Jugement rédigé par Mme [M] [Q], auditrice de Justice
GREFFIER : Mme VERGNES, Greffière
PARTIES :
DEMANDEURS
Mme [G] [X]
née le 24 Décembre 1978 à [Localité 1] (REPUBLIQUE DE COREE)
demeurant [Adresse 1]
représentée par Me Lise VAN DRIEL, avocat au barreau d’ALBI, avocat plaidant
M. [J] [A]
né le 19 Décembre 1980 à [Localité 2]
demeurant [Adresse 1]
représenté par Me Lise VAN DRIEL, avocat au barreau d’ALBI, avocat plaidant
DEFENDERESSES
S.A.R.L. MOUISSET AUTOMOBILE
dont le siège social est sis [Adresse 2]
représentée par Me Emmanuel GIL, avocat au barreau de TOULOUSE, avocat plaidant
GROUPAMA D’OC
dont le siège social est sis [Adresse 3]
représentée par Me Emmanuel GIL, avocat au barreau de TOULOUSE, avocat plaidant
Clôture prononcée le : 28 Janvier 2026
Débats tenus à l’audience du : 07 Avril 2026
Jugement prononcé par sa mise à disposition au greffe le 02 Juin 2026
EXPOSÉ DU LITIGE
Madame [G] [X] et Monsieur [J] [A] sont propriétaires d’un véhicule de la marque VOLKSWAGEN modèle GOLF immatriculé [Immatriculation 1].
Le 17 juillet 2021, la SARL MOUISSET AUTOMOBILE a procédé au changement du kit de distribution et de la pompe à eau de cette voiture pour un montant de 741,46 €.

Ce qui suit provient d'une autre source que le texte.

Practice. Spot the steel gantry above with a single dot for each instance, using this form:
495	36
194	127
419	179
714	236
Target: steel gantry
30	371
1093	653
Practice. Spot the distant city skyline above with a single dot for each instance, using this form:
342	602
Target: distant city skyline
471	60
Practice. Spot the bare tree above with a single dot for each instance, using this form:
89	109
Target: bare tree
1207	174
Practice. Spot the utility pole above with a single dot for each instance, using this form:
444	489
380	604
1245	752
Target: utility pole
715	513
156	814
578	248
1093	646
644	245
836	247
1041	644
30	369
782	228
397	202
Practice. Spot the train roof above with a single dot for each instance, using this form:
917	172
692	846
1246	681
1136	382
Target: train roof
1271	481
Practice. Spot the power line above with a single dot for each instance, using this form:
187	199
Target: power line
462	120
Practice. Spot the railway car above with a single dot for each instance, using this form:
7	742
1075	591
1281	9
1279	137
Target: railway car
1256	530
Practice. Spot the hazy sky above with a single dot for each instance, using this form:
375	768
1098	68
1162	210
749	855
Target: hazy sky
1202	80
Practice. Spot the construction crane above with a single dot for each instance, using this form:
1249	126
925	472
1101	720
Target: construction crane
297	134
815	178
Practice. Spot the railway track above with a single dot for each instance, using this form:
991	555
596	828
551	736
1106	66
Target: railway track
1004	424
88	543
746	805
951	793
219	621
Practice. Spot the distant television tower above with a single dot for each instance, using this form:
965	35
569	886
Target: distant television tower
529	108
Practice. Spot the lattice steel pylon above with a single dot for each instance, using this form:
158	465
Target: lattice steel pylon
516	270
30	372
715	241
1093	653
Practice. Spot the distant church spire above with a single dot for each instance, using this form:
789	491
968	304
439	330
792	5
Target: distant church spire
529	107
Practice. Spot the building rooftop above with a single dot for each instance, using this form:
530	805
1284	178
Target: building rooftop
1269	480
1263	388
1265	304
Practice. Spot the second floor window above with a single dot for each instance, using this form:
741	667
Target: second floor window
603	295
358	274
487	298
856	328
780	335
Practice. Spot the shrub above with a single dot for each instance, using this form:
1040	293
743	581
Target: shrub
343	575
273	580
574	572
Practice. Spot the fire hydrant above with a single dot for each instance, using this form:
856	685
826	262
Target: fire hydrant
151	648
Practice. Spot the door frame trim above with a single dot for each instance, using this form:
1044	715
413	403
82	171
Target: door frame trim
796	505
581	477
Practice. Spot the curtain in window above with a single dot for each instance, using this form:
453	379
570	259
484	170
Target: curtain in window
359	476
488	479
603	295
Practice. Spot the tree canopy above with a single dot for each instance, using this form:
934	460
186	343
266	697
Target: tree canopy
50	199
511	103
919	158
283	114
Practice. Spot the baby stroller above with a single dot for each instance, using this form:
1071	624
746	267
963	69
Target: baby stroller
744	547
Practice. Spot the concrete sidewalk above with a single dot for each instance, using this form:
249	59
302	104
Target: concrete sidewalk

A la suite d’une panne, la société GROUPAMA D’OC, assureur de la SARL MOUISSET AUTOMOBILE, a provoqué une expertise amiable contradictoire du véhicule, tenue en présence des parties le 17 janvier 2023. L’expert a établi un lien de causalité entre l’intervention de la SARL MOUISSET AUTOMOBILE et les dommages constatés.
Suivant facture du 17 mars 2023, les réparations préconisées ont été réalisées par la SARL MOUISSET AUTOMOBILE et prises en charge par son assureur.
Le 21 mars 2023, un diagnostic a révélé une problématique liée au calage de distribution. Une facture d’un montant de 883,74 € émise par le garage DBF AUTOMOBILES a été prise en charge par la SARL MOUISSET AUTOMOBILE.
Madame [G] [X] et Monsieur [J] [A] ont sollicité la prise en charge par la SARL MOUISSET AUTOMOBILE des frais de recherches de l’origine de la panne, notamment par le démontage total du bloc moteur. Celle-ci n’y a pas répondu favorablement.
Par ordonnance du 19 janvier 2024, le tribunal judiciaire d’Albi a ordonné une expertise judiciaire sur le véhicule et a désigné M. [H] pour y procéder.
L’expert a déposé son rapport définitif le 19 décembre 2024.
Par actes séparés en date du 30 avril 2025 et du 2 mai 2025, Madame [G] [X] et Monsieur [J] [A] ont fait assigner la SARL MOUISSET AUTOMOBILE ainsi que son assureur, la société GROUPAMA D’OC devant le tribunal judiciaire d’Albi aux fins de voir engager la responsabilité contractuelle du garage et obtenir indemnisation de leurs préjudices.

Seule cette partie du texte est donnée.